Closest Pair of Points

Motivation

Given \(n\) points in the plane, find the pair with minimum Euclidean distance. The brute-force algorithm checks all \(\binom{n}{2}\) pairs in \(\Theta(n^2)\) time. A clever divide-and-conquer algorithm achieves \(\Theta(n \log n)\), which is asymptotically optimal: any closest-pair algorithm must in particular sort the points, and sorting takes \(\Omega(n \log n)\) in the comparison model (Kleinberg and Tardos 2005; Cormen et al. 2009).

The algorithm is a textbook illustration of how divide and conquer beats the obvious quadratic baseline when the geometry of the problem permits a clever combine step. The combine step here is the key insight: we never need to check more than a handful of points across the dividing line.

Problem

Input: \(n\) points \(P = \{p_1, \dots, p_n\}\) in \(\mathbb{R}^2\), with \(p_i = (x_i, y_i)\). Output: the minimum Euclidean distance \[ \delta^* = \min_{i \ne j} \|p_i - p_j\|, \] together with a pair achieving it.

We assume the points are in general position (no two share an \(x\)-coordinate); ties can be broken with a secondary \(y\)-comparison without affecting the algorithm.

Examples

Closest pair across the dividing line

A naive divide-and-conquer that just recursed on the two halves and returned \(\min(\delta_L, \delta_R)\) would be wrong on this four-point input:

point	\((x, y)\)
\(A\)	\((0, 0)\)
\(B\)	\((0, 5)\)
\(C\)	\((2, 0)\)
\(D\)	\((2, 5)\)

Splitting at \(x_{\text{mid}} = 1\) gives left half \(\{A, B\}\) and right half \(\{C, D\}\). Both recursive calls return distance \(5\) (the vertical pairs). But the actual closest pairs are \(A\)–\(C\) and \(B\)–\(D\), both with distance \(2\) — they span the dividing line. Without the combine step, the algorithm reports \(5\) when the answer is \(2\).

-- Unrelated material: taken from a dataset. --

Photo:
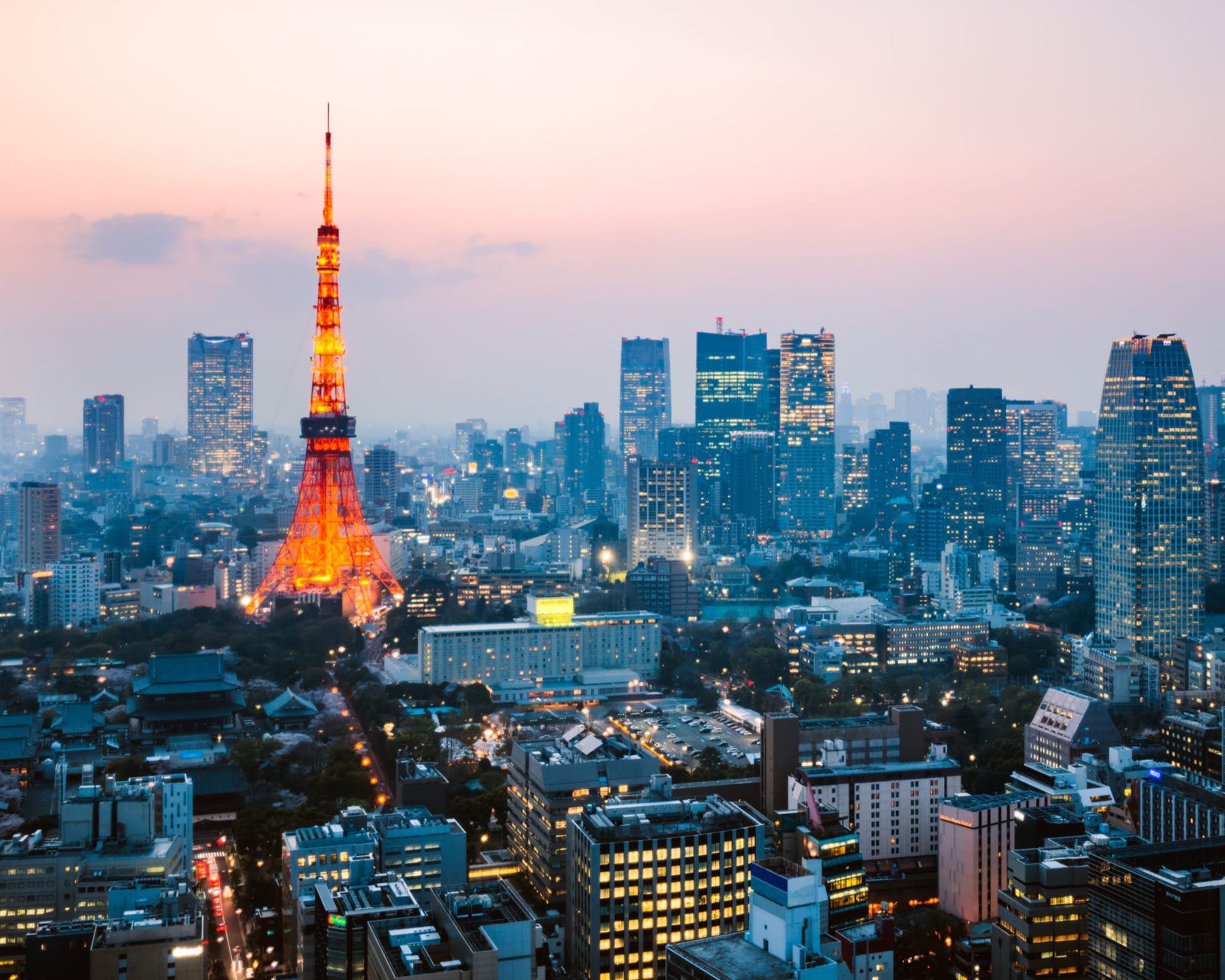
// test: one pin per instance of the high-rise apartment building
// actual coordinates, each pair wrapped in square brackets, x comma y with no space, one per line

This is exactly why the algorithm needs a third case beyond “recurse left, recurse right”: cross-line pairs can win.

Brute force on the same input does five comparisons

For four points, brute force checks \(\binom{4}{2} = 6\) pairs and finds the answer immediately. The divide-and-conquer machinery only pays off once \(n\) is large enough that \(n^2 \gg n \log n\) — but the cross-line subtlety from the four-point example does not depend on \(n\) and must be handled at every level of the recursion.

Key Ideas

After the two recursive calls return, the closest pair within either half has distance \(\ge \delta = \min(\delta_L, \delta_R)\). The closest pair overall is either also \(\ge \delta\), or it spans the dividing line with both points within \(\delta\) of \(x_{\text{mid}}\). The set of candidates is therefore confined to a vertical strip of width \(2\delta\) around the dividing line.

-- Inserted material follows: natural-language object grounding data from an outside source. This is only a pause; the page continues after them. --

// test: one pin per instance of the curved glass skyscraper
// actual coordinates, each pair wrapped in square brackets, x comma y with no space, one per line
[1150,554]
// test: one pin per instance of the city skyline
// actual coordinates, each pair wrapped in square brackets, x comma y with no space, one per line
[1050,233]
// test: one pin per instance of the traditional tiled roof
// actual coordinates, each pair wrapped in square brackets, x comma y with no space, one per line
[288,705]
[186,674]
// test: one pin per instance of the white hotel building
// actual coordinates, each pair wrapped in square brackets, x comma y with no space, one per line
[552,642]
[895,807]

Two geometric facts make the strip cheap to scan:

Sparsity. If two strip points have \(y\)-coordinates differing by more than \(\delta\), their Euclidean distance is also more than \(\delta\). So when the strip is sorted by \(y\), only nearby entries need to be compared.

Constant packing. For any point \(p\) in the strip, the set of strip points with \(y\)-coordinate within \(\delta\) of \(p\) lies inside a \(2\delta \times \delta\) rectangle. Tile this rectangle with eight \(\delta/2 \times \delta/2\) squares. Each square sits entirely in \(L\) or entirely in \(R\) and has diameter \(\delta\sqrt{2}/2 < \delta\), so it contains at most one of our points (otherwise that pair would already be closer than \(\delta\), contradicting \(\delta\) being the within-half minimum). The rectangle therefore holds at most \(7\) candidates besides \(p\).

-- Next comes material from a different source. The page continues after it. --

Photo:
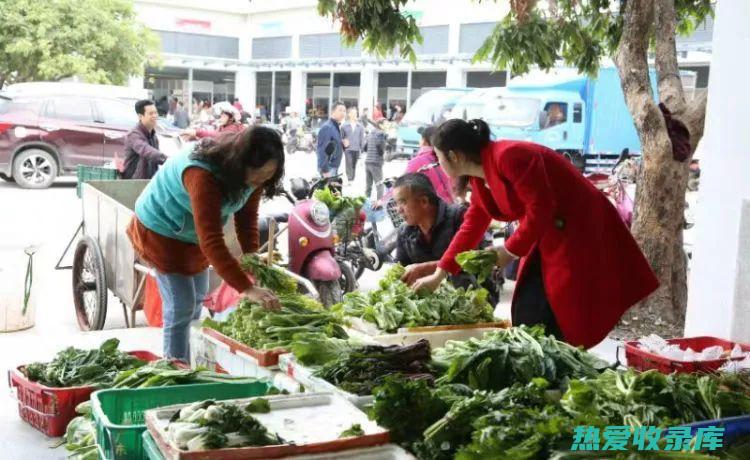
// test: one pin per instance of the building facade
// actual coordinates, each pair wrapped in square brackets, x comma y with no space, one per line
[277,54]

So each strip point compares itself only to the next \(7\) entries in \(y\)-order — a constant. The whole strip-scan is \(\Theta(|\text{strip}|) = O(n)\).

Deriving the Solution

The cost of one recursive call breaks into three parts: the two recursions on size-\((n/2)\) subproblems, plus the combine work. If the combine work is \(\Theta(n)\), the recurrence is

\[ T(n) = 2 \, T(n/2) + \Theta(n), \]

which by the master theorem (with \(a = 2\), \(b = 2\), \(c = 1\)) gives \(T(n) = \Theta(n \log n)\).

Linear-time combine demands two things: producing the strip in \(O(n)\), and scanning it in \(O(|\text{strip}|)\). Both require the points to be available in \(y\)-sorted order at every recursive call, not just at the top. Re-sorting at each level would cost \(O(n \log n)\) per level and balloon the total to \(O(n \log^2 n)\).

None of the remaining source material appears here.